Flower Child, by Untradition: Talking about this three-minute slice of sunshine psychedelia, Canadian-Caribbean producer Julien Bowry said he was inspired by sun-basking, meditation and self-prescribed medication. The result is a sublime, spiralling celebration of hippie blues and hazy hip hop.
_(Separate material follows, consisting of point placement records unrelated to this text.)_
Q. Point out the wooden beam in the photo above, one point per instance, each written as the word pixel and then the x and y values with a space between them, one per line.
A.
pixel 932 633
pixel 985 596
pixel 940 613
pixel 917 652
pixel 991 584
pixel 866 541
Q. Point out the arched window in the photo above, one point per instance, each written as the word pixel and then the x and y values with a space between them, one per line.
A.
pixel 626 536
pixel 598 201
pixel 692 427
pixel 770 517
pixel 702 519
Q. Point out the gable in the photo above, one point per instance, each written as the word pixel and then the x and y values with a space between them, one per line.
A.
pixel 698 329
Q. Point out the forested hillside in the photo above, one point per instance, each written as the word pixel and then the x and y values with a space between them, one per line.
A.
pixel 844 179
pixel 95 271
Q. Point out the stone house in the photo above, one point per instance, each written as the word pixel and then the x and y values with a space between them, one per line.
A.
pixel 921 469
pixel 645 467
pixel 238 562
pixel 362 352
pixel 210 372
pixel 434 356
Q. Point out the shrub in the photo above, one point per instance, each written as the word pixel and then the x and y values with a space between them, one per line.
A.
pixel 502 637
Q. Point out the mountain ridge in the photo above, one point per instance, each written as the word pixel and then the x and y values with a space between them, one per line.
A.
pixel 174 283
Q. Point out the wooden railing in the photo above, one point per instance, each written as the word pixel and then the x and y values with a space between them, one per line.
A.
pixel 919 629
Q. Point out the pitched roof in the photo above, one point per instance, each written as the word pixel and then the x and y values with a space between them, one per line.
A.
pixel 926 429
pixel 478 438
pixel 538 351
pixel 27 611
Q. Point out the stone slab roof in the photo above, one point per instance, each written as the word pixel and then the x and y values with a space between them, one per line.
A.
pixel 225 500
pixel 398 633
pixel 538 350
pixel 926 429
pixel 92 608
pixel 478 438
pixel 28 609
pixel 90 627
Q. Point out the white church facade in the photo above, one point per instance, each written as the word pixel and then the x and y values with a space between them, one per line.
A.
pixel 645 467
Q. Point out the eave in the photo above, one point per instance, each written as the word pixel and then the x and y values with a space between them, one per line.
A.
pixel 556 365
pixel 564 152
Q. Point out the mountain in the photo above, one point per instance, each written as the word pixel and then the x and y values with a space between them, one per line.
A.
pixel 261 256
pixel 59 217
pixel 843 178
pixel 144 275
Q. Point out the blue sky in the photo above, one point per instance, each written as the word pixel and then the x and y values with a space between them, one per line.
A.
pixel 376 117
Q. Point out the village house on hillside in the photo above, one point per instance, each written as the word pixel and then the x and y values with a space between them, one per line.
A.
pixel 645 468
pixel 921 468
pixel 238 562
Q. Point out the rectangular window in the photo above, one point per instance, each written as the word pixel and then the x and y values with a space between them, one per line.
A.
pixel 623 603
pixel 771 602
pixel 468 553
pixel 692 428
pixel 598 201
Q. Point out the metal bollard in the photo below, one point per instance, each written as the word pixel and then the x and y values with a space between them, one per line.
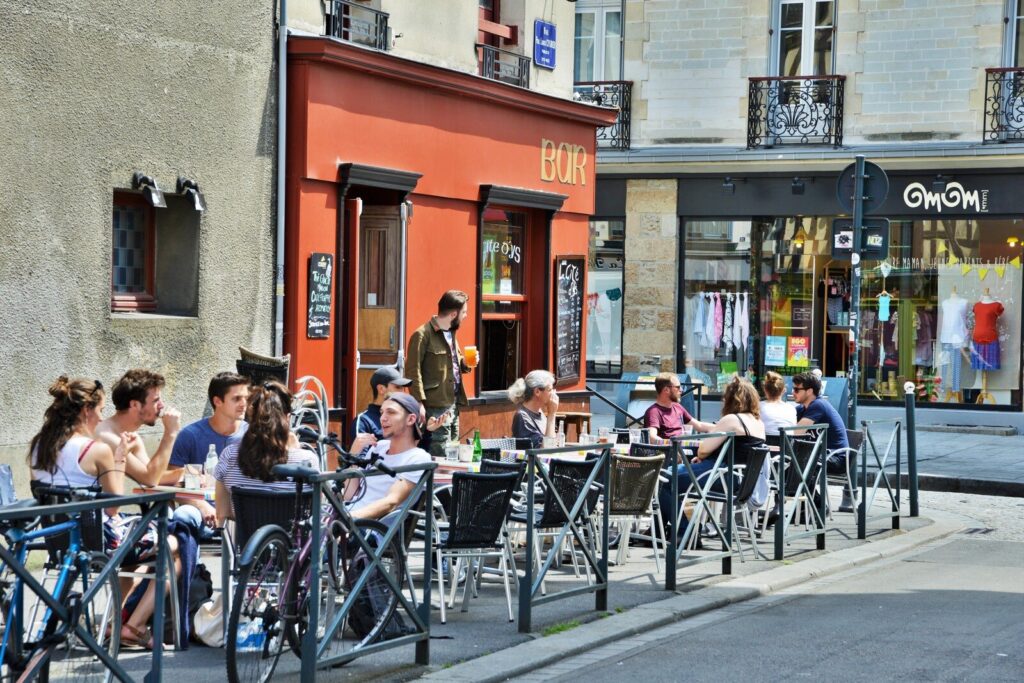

Herbalist, by DillanPonders: Aromatic and vibrational, the spliff-happy single from hip hop artist Dillan Alexander Richard King shows an appreciation for dancehall, Auto-Tune and outdated lyrical mentions of retired basketballer Vince Carter.


Songs for sticky nights

Peaches, by Justin Bieber: The fifth single off Bieber’s Justice album is R&B of the easy, breezy, extra please-y kind. The original version of a song about fresh fruit and fresher weed featured Canadian singer-songwriter Daniel Caesar; a pungent remix brings in Usher, Ludacris and the rapper-herbalist Snoop Dogg.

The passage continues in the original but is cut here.